Python 3.4 and Python 2.7: How to remove the preinstalled version of MacBook? What are the SQL Server Express and MySQL limits?

score 4 · Accepted Answer

You can use the expression tags?\w+(?=<\/a>) , which will capture any word (between az , < in , 0-9 and the bottom trace _ ) that is before </a> using # positive ?= .

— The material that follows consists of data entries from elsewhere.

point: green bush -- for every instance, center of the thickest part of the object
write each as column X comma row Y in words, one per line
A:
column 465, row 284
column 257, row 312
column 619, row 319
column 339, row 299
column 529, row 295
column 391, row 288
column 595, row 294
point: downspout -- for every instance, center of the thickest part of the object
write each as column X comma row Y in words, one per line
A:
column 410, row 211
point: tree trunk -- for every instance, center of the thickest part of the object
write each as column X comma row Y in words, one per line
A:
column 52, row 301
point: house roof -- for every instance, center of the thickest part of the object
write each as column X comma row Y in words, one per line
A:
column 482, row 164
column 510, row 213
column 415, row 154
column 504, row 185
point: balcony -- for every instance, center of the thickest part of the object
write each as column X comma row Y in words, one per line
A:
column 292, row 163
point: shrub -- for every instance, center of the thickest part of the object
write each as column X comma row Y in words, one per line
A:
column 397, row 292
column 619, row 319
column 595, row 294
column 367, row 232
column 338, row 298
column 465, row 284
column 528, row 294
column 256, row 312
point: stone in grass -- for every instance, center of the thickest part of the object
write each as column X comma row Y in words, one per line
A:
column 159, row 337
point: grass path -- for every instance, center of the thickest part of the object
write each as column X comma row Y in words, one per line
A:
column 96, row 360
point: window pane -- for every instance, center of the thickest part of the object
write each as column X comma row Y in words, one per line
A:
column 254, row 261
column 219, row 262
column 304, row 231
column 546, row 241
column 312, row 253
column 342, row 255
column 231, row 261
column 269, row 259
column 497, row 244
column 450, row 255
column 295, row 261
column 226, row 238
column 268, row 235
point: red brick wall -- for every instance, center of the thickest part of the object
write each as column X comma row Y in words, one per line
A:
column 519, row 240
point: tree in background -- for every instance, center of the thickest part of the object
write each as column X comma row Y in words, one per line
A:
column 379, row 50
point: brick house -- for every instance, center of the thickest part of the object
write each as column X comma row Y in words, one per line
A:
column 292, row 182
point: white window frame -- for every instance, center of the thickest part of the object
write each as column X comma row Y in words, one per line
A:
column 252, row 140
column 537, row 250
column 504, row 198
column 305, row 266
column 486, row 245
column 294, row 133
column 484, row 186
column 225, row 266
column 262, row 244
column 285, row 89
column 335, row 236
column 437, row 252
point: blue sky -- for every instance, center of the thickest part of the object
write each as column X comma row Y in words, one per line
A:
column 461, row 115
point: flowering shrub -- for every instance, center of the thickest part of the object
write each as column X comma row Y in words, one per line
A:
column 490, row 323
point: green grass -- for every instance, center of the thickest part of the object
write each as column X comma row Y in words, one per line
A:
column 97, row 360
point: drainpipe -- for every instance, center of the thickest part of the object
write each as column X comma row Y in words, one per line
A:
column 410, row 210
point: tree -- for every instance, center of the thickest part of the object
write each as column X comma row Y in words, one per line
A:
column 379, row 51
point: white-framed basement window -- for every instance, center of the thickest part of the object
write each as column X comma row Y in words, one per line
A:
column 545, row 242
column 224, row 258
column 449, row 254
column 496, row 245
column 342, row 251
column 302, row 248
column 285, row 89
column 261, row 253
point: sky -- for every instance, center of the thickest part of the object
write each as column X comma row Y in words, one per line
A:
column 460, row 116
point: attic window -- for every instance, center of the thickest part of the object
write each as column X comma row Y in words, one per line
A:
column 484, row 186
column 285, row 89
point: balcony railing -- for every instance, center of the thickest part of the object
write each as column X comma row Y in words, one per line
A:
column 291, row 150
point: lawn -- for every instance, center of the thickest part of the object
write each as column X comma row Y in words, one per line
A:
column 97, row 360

using System.Text.RegularExpressions;
using System.Linq;
....

string html = 
    @"<ul id=""minhas-tags"">
       <li><em>Tagged: </em></li>
        <li><a href=""/tags/tag1"">tag1</a>, </li>
        <li><a href=""/tags/tag2"">tag2</a>, </li>
        <li><a href=""/tags/tag3"">tag3</a>, </li>
        <li><a href=""/tags/tag4"">tag4</a>, </li>";

  Match[] tags = Regex.Matches(html, @"tags?\w+(?=</a>)")
                   .Cast<Match>()
                   .ToArray();

  foreach (var tag in tags) {
        Console.WriteLine(tag.Value);
  }
  Console.ReadLine();

View demonstração

Another way would be to use a < in> parser , such as HTML Agile Pack to extract these information, see an example:

string html = 
    @"<ul id=""minhas-tags"">
       <li><em>Tagged: </em></li>
         <li><a href=""/tags/tag1"">tag1</a>, </li>
         <li><a href=""/tags/tag2"">tag2</a>, </li>
         <li><a href=""/tags/tag3"">tag3</a>, </li>
         <li><a href=""/tags/tag4"">tag4</a>, </li>";

var documento = new HtmlAgilityPack.HtmlDocument();
documento.LoadHtml(html);

foreach (var tag in documento.DocumentNode.SelectNodes("//a")) {
      Console.WriteLine(tag.InnerText);
}
Console.ReadLine();
// tag1
// tag2
// tag3
// tag4

Note : You must reference the HTML Agile Pack on project.